Copyright Vivienne Schiffer

That there were camps in the Deep South is news to even the well-informed. Japanese Americans from the camps did interact with their neighbors, and there were culture clashes. Unlike their counterparts in the western states, the Arkansans had never had any personal interaction with anyone of Asian ancestry. Their knowledge was limited to stereotypes and cartoons. Fear and resentment were real and were amplified by gossip. But the prisoners were Americans first. The only ethnic group required to prove their loyalty to the United States, men from the Rohwer Camp were a part of the “Go for Broke” team, the 442nd Regimental Combat Unit, the most highly decorated combat unit of its size in American military history. The 442nd famously liberated Rome (although they were stopped at the gates so that newsreels could record only white soldiers entering the city) and rescued the Lost Battalion of Texans in one of the most celebrated battles of the European theatre.

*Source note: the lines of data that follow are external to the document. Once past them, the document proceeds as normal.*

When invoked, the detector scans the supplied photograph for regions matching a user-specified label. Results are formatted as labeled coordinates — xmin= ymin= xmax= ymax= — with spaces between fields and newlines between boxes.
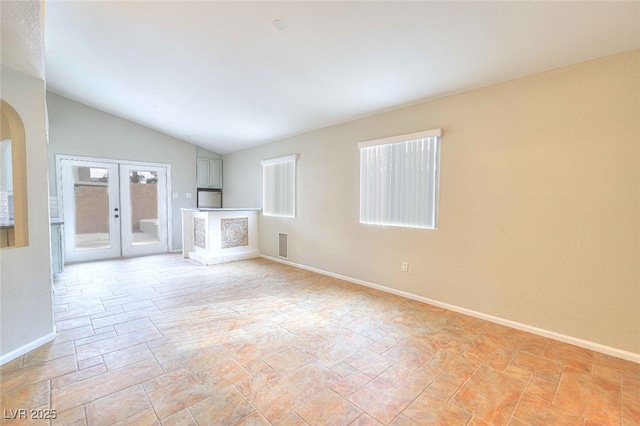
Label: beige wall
xmin=47 ymin=93 xmax=220 ymax=249
xmin=224 ymin=50 xmax=640 ymax=353
xmin=0 ymin=66 xmax=54 ymax=359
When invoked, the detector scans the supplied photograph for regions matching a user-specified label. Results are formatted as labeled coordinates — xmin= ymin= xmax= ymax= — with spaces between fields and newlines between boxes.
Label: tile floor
xmin=0 ymin=254 xmax=640 ymax=426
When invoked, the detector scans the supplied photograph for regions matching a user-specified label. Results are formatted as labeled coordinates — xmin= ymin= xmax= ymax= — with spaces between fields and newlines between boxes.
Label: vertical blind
xmin=261 ymin=154 xmax=297 ymax=217
xmin=358 ymin=129 xmax=441 ymax=229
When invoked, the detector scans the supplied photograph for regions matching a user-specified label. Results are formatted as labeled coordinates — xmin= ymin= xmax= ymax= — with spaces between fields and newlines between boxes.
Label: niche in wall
xmin=0 ymin=99 xmax=28 ymax=248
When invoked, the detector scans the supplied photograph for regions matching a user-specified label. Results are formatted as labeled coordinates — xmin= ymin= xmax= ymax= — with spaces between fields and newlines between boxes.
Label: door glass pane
xmin=129 ymin=170 xmax=160 ymax=245
xmin=73 ymin=166 xmax=111 ymax=249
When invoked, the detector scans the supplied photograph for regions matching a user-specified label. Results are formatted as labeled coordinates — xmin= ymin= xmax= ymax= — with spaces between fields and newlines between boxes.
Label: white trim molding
xmin=260 ymin=254 xmax=640 ymax=363
xmin=260 ymin=154 xmax=298 ymax=166
xmin=358 ymin=129 xmax=442 ymax=149
xmin=0 ymin=326 xmax=56 ymax=365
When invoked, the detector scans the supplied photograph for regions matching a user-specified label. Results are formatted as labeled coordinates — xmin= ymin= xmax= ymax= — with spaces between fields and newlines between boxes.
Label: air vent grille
xmin=278 ymin=232 xmax=289 ymax=259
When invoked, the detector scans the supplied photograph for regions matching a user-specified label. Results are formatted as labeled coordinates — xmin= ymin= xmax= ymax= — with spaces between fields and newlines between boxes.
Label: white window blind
xmin=358 ymin=129 xmax=442 ymax=229
xmin=260 ymin=154 xmax=298 ymax=217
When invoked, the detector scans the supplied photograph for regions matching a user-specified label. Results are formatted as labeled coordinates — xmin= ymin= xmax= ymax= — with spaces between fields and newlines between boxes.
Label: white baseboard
xmin=260 ymin=254 xmax=640 ymax=363
xmin=0 ymin=327 xmax=56 ymax=365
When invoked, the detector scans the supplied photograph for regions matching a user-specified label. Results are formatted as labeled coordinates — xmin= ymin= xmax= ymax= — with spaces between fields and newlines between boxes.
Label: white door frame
xmin=120 ymin=163 xmax=169 ymax=257
xmin=55 ymin=154 xmax=173 ymax=252
xmin=61 ymin=160 xmax=122 ymax=262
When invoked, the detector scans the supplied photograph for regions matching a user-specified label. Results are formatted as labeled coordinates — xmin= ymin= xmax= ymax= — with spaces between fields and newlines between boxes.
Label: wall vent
xmin=278 ymin=232 xmax=289 ymax=259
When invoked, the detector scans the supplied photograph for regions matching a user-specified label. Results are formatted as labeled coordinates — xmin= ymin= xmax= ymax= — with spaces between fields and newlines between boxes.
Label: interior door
xmin=60 ymin=159 xmax=121 ymax=262
xmin=120 ymin=164 xmax=168 ymax=256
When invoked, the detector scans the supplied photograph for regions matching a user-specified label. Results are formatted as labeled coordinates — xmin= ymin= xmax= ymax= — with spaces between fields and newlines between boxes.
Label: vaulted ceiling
xmin=42 ymin=1 xmax=640 ymax=154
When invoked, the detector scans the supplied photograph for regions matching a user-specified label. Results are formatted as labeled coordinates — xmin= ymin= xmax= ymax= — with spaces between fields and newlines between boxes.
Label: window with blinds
xmin=358 ymin=129 xmax=442 ymax=229
xmin=260 ymin=154 xmax=298 ymax=217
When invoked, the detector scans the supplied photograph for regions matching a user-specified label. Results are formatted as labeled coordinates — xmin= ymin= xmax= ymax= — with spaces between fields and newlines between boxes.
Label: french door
xmin=58 ymin=158 xmax=168 ymax=262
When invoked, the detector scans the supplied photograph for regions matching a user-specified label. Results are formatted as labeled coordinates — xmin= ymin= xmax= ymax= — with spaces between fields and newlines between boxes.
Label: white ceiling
xmin=45 ymin=1 xmax=640 ymax=154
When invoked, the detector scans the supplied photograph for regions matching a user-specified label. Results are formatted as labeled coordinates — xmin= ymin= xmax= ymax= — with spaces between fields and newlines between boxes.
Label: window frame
xmin=358 ymin=129 xmax=442 ymax=230
xmin=260 ymin=154 xmax=298 ymax=218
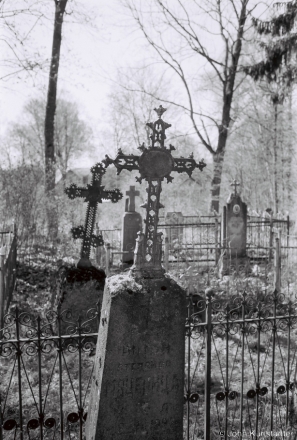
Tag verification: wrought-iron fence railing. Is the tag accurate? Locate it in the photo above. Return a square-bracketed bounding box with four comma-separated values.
[184, 288, 297, 440]
[0, 283, 297, 440]
[0, 308, 99, 440]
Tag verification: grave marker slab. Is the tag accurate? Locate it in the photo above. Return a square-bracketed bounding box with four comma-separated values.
[87, 274, 186, 440]
[222, 180, 248, 273]
[86, 106, 205, 440]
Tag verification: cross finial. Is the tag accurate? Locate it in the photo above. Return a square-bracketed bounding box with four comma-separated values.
[126, 186, 140, 212]
[154, 104, 167, 119]
[230, 179, 240, 195]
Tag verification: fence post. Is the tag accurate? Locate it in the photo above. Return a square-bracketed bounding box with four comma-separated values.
[269, 213, 273, 263]
[204, 289, 214, 440]
[105, 243, 110, 276]
[215, 216, 219, 264]
[287, 215, 290, 247]
[274, 237, 281, 293]
[0, 246, 6, 329]
[95, 223, 101, 267]
[164, 237, 169, 272]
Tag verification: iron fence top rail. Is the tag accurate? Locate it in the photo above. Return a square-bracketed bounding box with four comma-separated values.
[158, 222, 216, 228]
[0, 334, 98, 346]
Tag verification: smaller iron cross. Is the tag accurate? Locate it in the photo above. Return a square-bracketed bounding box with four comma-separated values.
[230, 179, 240, 195]
[103, 105, 206, 278]
[65, 163, 123, 268]
[126, 186, 140, 212]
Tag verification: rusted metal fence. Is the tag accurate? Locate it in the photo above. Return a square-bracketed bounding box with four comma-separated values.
[0, 308, 99, 440]
[184, 237, 297, 440]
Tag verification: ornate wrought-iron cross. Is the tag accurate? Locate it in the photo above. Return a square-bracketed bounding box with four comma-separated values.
[65, 163, 123, 268]
[230, 179, 240, 195]
[103, 105, 206, 278]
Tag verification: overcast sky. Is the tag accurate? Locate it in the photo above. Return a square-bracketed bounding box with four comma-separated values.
[0, 0, 143, 165]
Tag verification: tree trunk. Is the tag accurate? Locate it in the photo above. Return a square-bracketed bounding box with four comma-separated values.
[211, 150, 225, 213]
[44, 0, 68, 237]
[210, 0, 248, 213]
[273, 104, 279, 214]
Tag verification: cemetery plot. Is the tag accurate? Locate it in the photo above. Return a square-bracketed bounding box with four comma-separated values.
[184, 293, 297, 439]
[0, 309, 98, 440]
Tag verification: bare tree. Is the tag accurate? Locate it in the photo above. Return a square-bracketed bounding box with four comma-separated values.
[0, 0, 48, 81]
[123, 0, 266, 212]
[8, 98, 93, 180]
[44, 0, 68, 194]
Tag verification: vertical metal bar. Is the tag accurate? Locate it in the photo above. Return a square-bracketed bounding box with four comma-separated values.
[187, 295, 192, 440]
[0, 246, 6, 330]
[164, 237, 169, 272]
[15, 308, 24, 440]
[37, 316, 44, 440]
[105, 243, 110, 276]
[255, 303, 261, 439]
[286, 301, 292, 426]
[240, 292, 246, 439]
[270, 289, 278, 440]
[224, 305, 229, 440]
[57, 307, 64, 440]
[215, 216, 219, 264]
[274, 237, 281, 293]
[78, 315, 83, 440]
[269, 214, 273, 263]
[204, 289, 210, 440]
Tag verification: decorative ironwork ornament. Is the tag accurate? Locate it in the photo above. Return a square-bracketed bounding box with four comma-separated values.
[65, 163, 123, 268]
[103, 105, 206, 278]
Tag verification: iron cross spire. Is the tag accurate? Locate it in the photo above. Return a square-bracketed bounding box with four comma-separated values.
[65, 163, 123, 268]
[230, 179, 240, 196]
[103, 105, 206, 278]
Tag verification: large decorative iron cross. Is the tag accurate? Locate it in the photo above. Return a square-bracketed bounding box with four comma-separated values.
[65, 163, 123, 268]
[103, 105, 206, 278]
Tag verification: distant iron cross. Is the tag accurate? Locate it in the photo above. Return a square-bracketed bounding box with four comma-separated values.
[65, 163, 123, 268]
[230, 179, 240, 195]
[126, 186, 140, 212]
[103, 105, 206, 278]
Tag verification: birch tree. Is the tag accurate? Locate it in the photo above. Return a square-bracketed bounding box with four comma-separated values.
[123, 0, 264, 212]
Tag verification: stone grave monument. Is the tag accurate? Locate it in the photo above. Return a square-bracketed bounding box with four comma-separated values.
[122, 186, 142, 264]
[54, 163, 123, 332]
[86, 106, 205, 440]
[222, 180, 249, 274]
[165, 212, 184, 247]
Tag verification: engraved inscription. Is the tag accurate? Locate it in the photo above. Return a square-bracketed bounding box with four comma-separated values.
[118, 342, 170, 356]
[103, 374, 182, 399]
[117, 361, 171, 371]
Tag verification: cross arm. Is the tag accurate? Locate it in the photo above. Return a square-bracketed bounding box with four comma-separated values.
[103, 149, 139, 175]
[65, 183, 88, 200]
[101, 188, 123, 203]
[173, 154, 206, 177]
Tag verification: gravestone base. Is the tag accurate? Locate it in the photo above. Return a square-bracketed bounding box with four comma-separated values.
[52, 266, 106, 334]
[220, 257, 251, 277]
[86, 273, 186, 440]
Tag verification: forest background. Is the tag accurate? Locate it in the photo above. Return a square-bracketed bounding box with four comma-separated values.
[0, 0, 297, 241]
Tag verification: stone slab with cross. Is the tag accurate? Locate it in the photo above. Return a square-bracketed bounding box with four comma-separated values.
[86, 106, 205, 440]
[122, 186, 142, 264]
[222, 180, 248, 274]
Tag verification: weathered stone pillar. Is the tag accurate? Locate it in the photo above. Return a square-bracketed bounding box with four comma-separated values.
[86, 275, 186, 440]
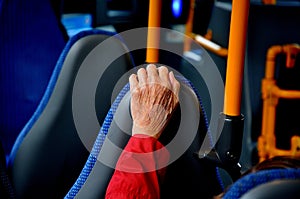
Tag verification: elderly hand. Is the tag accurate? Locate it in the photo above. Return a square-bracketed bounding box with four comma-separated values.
[129, 64, 180, 139]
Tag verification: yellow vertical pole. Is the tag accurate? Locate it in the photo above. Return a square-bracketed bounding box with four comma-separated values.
[183, 0, 195, 52]
[146, 0, 162, 63]
[224, 0, 250, 116]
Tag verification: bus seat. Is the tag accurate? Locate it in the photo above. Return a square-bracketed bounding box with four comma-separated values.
[222, 168, 300, 199]
[9, 30, 133, 199]
[65, 76, 222, 199]
[0, 142, 15, 199]
[0, 0, 67, 157]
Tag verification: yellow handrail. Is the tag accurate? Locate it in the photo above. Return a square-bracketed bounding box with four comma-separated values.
[146, 0, 162, 63]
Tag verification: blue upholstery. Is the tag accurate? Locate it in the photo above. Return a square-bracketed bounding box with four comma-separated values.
[8, 29, 114, 166]
[223, 169, 300, 199]
[8, 30, 132, 198]
[0, 0, 66, 159]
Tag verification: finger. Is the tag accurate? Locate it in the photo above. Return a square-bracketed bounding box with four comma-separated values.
[147, 64, 158, 83]
[169, 71, 180, 97]
[129, 74, 139, 93]
[158, 66, 171, 88]
[137, 68, 147, 86]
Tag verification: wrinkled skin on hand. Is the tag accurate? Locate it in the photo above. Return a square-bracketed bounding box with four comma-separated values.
[129, 64, 180, 139]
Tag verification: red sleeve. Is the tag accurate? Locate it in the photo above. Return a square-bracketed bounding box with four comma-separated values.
[105, 135, 169, 199]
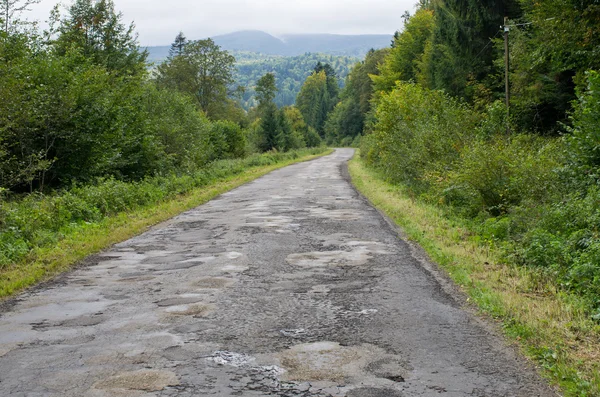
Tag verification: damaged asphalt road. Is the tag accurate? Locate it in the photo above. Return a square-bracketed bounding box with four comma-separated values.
[0, 149, 554, 397]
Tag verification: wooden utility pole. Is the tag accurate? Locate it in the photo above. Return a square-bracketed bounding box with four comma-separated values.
[504, 17, 510, 134]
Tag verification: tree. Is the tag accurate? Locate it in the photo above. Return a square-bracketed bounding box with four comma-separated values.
[506, 0, 600, 134]
[420, 0, 521, 99]
[0, 0, 41, 33]
[259, 103, 279, 152]
[255, 73, 278, 107]
[373, 10, 434, 92]
[157, 39, 235, 118]
[169, 32, 187, 59]
[296, 68, 338, 136]
[55, 0, 148, 75]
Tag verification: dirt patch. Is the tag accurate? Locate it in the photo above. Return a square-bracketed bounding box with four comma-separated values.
[155, 298, 202, 307]
[94, 370, 179, 392]
[192, 277, 235, 289]
[167, 304, 214, 317]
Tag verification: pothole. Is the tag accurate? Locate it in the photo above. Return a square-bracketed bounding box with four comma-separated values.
[154, 297, 202, 307]
[166, 304, 213, 317]
[192, 277, 235, 289]
[346, 387, 404, 397]
[94, 370, 179, 392]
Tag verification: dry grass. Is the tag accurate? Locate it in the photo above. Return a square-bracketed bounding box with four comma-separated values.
[349, 156, 600, 396]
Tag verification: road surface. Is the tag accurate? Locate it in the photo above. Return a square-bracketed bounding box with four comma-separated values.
[0, 149, 554, 397]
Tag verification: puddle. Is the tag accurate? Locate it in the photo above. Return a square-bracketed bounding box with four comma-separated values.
[275, 341, 409, 387]
[286, 241, 389, 268]
[208, 350, 256, 367]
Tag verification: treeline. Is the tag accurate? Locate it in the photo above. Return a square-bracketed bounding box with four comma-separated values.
[325, 0, 600, 320]
[234, 52, 358, 110]
[0, 0, 324, 273]
[0, 0, 320, 194]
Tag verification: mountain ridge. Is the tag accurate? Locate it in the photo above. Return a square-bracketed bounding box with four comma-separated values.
[146, 30, 393, 62]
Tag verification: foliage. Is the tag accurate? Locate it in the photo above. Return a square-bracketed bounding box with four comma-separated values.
[0, 148, 323, 270]
[156, 36, 235, 119]
[256, 73, 277, 108]
[296, 70, 337, 137]
[362, 82, 478, 186]
[372, 9, 434, 92]
[54, 0, 147, 75]
[234, 52, 358, 110]
[325, 49, 389, 144]
[0, 0, 41, 33]
[506, 0, 600, 134]
[566, 71, 600, 185]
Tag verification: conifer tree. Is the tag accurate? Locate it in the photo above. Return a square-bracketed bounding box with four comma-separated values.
[169, 32, 188, 59]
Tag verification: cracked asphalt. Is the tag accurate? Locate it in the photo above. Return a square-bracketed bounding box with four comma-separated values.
[0, 149, 555, 397]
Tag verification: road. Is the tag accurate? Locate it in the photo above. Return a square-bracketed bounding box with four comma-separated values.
[0, 149, 555, 397]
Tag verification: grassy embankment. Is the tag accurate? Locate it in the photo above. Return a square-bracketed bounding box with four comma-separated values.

Camp Nine honors the Japanese Americans who endured their ordeal with grace and dignity, as well as those Caucasian Americans who protested their mistreatment and sought to make their lives better.

Thanks, Vivienne, for sharing your inspiration with us.

If you’re interested in reading about how WWII impacted U.S. communities, especially after the government began establishing internment camps for Japanese-Americans, you should check out Camp Nine.


  1. Thanks for featuring Vivienne – I loved learning more about the background of CAMP NINE.

  2. Wow, that makes me even more anxious to get hold of this book!

  3. Vivienne Schiffer says

    Thank you both Anna and Audra! I’m so glad Camp Nine is getting the word out about what happened so long ago. Audra, because it’s a small press, it’s only available in a few independent bookstores – but’s easy to order from the usual online suspects, amazon and B&N. Please do, and thank you so much for reading my book! Vivienne Schiffer

  4. Wow — loved this. I consider myself pretty historically savvy and I hadn’t realized there were internment camps in the South, either — this is why I’m so grateful for historical fiction. Novels like this help lift up a little known story and hopefully provide readers a way to see the issue and relate to the characters, despite any differences. I’m really so excited to start this book — will be on the hunt for it this weekend!

  5. Fascinating story! It’s so important for history to revealed before there’s no one left to tell it.

  6. Vivienne Schiffer says

    Thank you Beth – I had a signing last night in Arkansas, where the story is set. And one of the really great things that’s happening is that stories are now just coming from everyone here that I meet about their own connections to the camps, stories they’ve never told anyone. And they are so excited that somebody finally cares, and they are getting a chance to talk about it for the first time in all these years. I do hope you get a chance to read Camp Nine and that you love it! Vivienne Schiffer

  7. I had no idea there were internment camps in the South! I find it odd that we don’t talk about the internment camps. I think it is important to get the stories written and told. This book will be going on my tbr list!